Abstract
Cloud native implementations, growing in scale and complexity, are challenging organizations on how to efficiently, reliably manage large-scale resource pools to meet growing demands. Players in the cloud field attempted to scale out single clusters by customizing native Kubernetes components, which complicated single-cluster operations and maintenance, beclouded cluster upgrade paths, let alone many other problems. This is where multi-cluster technologies come into play. They can scale resource pools horizontally without invasively modifying each single cluster, while reducing O&M costs.

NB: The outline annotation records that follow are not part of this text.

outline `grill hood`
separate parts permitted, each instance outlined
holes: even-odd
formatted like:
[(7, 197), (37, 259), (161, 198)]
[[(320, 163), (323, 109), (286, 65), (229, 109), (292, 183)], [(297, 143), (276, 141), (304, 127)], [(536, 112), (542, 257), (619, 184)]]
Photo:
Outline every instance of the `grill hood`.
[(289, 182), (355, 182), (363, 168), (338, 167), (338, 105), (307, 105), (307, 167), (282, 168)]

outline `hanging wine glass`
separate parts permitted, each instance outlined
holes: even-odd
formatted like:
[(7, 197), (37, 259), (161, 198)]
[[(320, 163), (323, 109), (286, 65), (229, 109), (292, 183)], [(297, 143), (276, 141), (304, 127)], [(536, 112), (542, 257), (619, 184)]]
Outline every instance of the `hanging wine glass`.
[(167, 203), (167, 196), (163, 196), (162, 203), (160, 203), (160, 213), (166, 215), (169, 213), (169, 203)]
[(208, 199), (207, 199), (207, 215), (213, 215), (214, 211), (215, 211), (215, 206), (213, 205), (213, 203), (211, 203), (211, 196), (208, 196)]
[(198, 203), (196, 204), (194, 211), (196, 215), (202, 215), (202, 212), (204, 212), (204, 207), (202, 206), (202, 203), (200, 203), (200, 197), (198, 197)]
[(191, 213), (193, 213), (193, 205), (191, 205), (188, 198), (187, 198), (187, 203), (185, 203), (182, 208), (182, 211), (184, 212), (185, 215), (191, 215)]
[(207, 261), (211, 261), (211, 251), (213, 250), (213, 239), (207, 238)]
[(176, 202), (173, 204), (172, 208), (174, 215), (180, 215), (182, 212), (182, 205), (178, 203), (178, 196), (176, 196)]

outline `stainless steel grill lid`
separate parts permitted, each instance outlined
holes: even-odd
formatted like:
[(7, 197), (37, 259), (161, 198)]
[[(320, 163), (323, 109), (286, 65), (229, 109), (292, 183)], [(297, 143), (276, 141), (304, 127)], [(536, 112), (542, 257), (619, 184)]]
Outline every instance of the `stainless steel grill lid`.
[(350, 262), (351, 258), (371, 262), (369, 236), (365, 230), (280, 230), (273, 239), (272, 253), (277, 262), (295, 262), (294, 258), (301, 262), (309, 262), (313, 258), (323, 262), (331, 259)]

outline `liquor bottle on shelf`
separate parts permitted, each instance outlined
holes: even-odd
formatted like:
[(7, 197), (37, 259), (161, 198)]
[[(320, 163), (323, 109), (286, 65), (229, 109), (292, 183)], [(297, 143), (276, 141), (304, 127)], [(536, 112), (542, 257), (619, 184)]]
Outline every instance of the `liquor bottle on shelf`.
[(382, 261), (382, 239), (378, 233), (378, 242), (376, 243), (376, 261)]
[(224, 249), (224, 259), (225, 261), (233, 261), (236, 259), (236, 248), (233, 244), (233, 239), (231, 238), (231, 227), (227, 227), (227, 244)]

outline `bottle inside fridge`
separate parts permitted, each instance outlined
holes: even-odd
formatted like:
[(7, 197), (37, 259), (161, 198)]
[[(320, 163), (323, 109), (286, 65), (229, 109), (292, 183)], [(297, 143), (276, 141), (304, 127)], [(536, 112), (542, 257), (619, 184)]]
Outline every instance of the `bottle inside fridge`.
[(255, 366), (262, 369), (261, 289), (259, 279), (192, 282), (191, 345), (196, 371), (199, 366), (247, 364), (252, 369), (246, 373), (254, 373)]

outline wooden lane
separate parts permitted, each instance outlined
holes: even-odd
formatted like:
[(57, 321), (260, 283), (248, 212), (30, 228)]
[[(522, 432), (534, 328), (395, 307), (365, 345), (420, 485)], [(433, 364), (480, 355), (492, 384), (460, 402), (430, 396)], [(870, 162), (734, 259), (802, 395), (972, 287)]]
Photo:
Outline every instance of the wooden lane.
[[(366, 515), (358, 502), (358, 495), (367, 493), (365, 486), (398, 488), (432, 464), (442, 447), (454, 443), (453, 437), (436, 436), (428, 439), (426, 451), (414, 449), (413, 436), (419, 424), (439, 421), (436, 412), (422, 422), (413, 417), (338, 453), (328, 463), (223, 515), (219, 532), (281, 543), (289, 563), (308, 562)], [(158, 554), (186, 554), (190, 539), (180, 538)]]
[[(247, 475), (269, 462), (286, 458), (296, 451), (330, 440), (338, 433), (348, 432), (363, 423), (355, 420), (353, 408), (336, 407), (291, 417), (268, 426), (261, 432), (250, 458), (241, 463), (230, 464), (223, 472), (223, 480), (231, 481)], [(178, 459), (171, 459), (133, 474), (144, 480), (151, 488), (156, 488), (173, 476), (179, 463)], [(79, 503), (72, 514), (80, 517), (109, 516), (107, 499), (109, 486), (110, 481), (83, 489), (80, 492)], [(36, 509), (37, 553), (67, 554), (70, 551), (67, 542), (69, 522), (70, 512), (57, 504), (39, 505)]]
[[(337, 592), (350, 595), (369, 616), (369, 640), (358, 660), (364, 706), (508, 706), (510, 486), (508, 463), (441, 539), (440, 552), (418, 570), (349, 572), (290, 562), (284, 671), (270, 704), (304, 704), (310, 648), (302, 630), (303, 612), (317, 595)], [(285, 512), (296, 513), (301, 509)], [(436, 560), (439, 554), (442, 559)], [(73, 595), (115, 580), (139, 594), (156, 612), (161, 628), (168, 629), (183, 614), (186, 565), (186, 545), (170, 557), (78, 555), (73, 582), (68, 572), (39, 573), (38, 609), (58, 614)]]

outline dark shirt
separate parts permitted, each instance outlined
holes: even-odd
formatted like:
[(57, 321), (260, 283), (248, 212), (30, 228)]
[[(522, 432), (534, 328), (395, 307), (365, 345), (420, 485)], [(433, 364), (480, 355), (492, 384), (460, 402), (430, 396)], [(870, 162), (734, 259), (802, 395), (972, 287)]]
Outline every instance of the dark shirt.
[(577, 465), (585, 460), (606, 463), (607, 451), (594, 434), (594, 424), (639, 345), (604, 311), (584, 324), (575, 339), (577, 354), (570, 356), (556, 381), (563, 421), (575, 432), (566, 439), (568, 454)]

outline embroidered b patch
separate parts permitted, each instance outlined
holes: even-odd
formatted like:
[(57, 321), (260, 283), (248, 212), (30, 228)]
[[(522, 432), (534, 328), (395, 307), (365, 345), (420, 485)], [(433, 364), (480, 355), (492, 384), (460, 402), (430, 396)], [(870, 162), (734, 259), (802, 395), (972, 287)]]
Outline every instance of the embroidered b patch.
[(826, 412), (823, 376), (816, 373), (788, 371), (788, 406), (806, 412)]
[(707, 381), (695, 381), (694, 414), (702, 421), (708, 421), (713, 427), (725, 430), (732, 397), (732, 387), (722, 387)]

The popularity of Karmada is now drawing users' attention to Karmada's scalability and deployment at scale. Therefore, we launched a large-scale test on Karmada to obtain baseline performance metrics for Karmada managing multiple Kubernetes clusters. For multi-cluster systems represented by Karmada, the size of a single cluster is not a limiting factor restricting the scalability. On that account, we referred to the standard configurations of Kubernetes large-scale clusters and real-world implementations, and tested Karmada on managing 100 Kubernetes clusters (each cluster containing 5k nodes and 20k pods) at the same time. Limited by the environment and tooling, this test is not designed for stress testing Karmada, but for using Karmada in typical multi-cluster scenarios in production. The test results show that Karmada can stably support 100 large-scale clusters with 500,000 nodes connected at the same time, running more than 2 million pods.
This article will introduce the metrics used in the test, how to conduct large-scale testing, and how we realize massive connection of nodes and clusters.
Background
Cloud computing is entering a new stage featuring multicloud and distributed clouds. As surveyed by Flexera, a well-known analyst company, more than 93% of enterprises are using services from multiple cloud vendors at the same time. Single Kubernetes clusters, limited by their capacity and fault recovery capabilities, cannot support services to run as distributed as wanted, especially if one's organization wants to go globalization. A hybrid cloud or multi-public cloud architecture helps avoid vendor lock-in or optimize costs. Karmada users are also demanding large-scale node and application management in their multi-cluster deployments.